This post has 11 Simple Fields-fields attached. Show fields.

orange, white and black Icterus icterus perched on a branch
icterus icterus
Icterus icterus (Venezuelan Troupial)

The Venezuelan Troupial is the national bird of Venezuela, is a visually striking member of the New World orioles. It is found not only in Venezuela but also in Colombia and various Caribbean islands including Aruba, Curaçao, Bonaire, Trinidad, and Puerto Rico. There are three subspecies of this bird, each occupying distinct geographic ranges: Icterus icterus icterus in northeastern Colombia and parts of Venezuela, Icterus icterus metae in northwestern Colombia and Venezuelan areas near the Meta river, and Icterus icterus ridgwayi in northeastern Colombia, northwestern Venezuela, and on several islands​​​​. In terms of habitat, the Venezuelan Troupial prefers dry edge environments, commonly found in semi-open savannas, dry woodlands, llanos (tropical grasslands), arid scrubs, or gallery forests. These birds also adapt well to human-modified landscapes, often seen in fruit plantations and gardens​​​​. Physically, Venezuelan Troupials are relatively large birds characterized by lengthy, wedge-shaped tails and long, chisel-like bills.

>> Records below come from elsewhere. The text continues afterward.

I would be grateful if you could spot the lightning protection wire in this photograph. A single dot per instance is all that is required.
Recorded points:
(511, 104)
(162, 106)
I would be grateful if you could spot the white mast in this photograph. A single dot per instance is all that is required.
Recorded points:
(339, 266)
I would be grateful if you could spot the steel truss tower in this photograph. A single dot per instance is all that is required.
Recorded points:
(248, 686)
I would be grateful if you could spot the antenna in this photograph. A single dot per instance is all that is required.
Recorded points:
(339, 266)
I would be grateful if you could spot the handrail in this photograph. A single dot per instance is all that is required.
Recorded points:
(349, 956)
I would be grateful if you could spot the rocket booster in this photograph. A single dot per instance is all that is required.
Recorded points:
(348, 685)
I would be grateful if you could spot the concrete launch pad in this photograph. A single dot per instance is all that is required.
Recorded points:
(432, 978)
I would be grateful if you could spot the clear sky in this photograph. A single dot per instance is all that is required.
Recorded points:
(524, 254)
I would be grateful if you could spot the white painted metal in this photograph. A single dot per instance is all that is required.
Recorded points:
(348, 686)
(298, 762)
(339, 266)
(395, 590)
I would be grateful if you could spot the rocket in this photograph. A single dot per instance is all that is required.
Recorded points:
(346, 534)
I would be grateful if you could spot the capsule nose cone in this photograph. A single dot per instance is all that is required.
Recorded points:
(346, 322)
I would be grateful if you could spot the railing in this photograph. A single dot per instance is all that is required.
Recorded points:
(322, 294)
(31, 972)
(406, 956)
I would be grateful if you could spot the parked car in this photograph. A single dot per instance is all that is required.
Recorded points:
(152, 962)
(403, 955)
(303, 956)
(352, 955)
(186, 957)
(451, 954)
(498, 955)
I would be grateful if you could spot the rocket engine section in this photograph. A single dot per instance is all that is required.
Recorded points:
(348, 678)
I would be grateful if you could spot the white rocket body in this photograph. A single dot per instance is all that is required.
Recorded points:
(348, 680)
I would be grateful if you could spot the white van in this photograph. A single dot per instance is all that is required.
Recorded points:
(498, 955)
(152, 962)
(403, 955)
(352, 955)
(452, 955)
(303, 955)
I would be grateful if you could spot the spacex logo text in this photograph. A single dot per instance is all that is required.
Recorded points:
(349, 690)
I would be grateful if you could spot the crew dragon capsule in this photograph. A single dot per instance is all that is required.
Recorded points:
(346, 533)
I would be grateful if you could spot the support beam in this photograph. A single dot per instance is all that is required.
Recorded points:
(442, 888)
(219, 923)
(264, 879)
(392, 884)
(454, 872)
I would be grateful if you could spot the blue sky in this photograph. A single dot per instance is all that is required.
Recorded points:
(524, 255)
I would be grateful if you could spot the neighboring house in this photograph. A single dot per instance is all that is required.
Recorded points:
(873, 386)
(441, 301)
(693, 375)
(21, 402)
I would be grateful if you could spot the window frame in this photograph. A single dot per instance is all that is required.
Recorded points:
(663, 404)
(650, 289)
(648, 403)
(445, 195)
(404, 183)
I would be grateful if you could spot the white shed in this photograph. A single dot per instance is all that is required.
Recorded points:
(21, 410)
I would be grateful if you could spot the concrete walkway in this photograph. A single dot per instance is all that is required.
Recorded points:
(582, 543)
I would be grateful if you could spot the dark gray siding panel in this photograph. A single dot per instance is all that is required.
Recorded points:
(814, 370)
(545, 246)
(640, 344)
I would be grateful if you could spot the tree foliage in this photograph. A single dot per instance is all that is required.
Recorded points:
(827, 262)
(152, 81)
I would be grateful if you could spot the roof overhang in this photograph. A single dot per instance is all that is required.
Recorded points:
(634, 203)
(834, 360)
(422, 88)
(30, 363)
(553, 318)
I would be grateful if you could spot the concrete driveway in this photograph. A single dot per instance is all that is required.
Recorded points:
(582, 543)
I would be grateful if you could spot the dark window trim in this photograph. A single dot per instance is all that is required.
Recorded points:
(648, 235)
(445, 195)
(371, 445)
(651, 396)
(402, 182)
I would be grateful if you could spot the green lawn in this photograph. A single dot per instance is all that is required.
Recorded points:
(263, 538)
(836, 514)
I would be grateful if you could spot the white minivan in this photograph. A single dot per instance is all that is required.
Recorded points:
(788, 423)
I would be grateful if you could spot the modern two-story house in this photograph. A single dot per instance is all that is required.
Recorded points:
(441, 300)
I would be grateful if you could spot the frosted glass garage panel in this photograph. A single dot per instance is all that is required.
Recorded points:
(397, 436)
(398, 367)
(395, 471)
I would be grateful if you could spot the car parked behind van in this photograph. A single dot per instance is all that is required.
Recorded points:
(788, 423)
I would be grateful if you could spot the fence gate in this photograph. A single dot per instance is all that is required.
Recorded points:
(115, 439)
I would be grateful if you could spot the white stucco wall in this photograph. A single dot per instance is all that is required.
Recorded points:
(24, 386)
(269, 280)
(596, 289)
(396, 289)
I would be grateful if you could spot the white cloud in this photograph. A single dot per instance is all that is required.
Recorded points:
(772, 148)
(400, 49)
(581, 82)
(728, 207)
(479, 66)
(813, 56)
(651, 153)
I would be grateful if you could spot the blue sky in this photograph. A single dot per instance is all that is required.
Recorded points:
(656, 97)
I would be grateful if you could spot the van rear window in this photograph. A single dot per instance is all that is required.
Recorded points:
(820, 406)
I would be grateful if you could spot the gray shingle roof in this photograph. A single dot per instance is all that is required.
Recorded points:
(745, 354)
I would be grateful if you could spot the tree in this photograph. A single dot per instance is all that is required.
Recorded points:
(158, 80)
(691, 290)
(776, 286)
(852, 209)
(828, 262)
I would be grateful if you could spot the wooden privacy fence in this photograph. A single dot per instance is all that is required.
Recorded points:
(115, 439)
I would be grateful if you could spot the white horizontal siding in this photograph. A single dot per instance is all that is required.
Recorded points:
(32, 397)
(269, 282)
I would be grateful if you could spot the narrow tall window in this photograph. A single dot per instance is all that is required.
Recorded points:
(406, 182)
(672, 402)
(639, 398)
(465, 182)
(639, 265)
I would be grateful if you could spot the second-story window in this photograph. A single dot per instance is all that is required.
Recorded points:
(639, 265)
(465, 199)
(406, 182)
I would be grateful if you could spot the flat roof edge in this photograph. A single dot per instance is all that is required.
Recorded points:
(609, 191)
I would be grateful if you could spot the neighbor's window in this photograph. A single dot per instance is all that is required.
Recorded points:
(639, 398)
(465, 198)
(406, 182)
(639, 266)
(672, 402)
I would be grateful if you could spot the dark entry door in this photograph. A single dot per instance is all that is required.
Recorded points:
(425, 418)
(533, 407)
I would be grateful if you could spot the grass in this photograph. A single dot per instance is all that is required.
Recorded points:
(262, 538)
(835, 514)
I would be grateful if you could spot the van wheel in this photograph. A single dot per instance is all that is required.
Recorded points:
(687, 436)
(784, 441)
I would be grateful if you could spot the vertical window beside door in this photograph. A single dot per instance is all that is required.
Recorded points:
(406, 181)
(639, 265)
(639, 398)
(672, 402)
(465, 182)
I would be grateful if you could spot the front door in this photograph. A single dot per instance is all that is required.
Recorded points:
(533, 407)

Their striking appearance includes a black head and upper breast, with an uneven boundary between the black and the orange of the bird's lower breast and underside. Notably, they possess a patch of bright blue, naked skin around their yellow eyes, which adds to their distinctive look. The wings are predominantly black with a noticeable white streak running the length of the wing when closed. Juveniles share a similar plumage to adults but are distinguished by a duller orange color and a hint of brown on the black feathers, along with dull blue-grey skin around the eyes​​​​. The Venezuelan Troupial is classified as "Least Concern" on the IUCN Red List.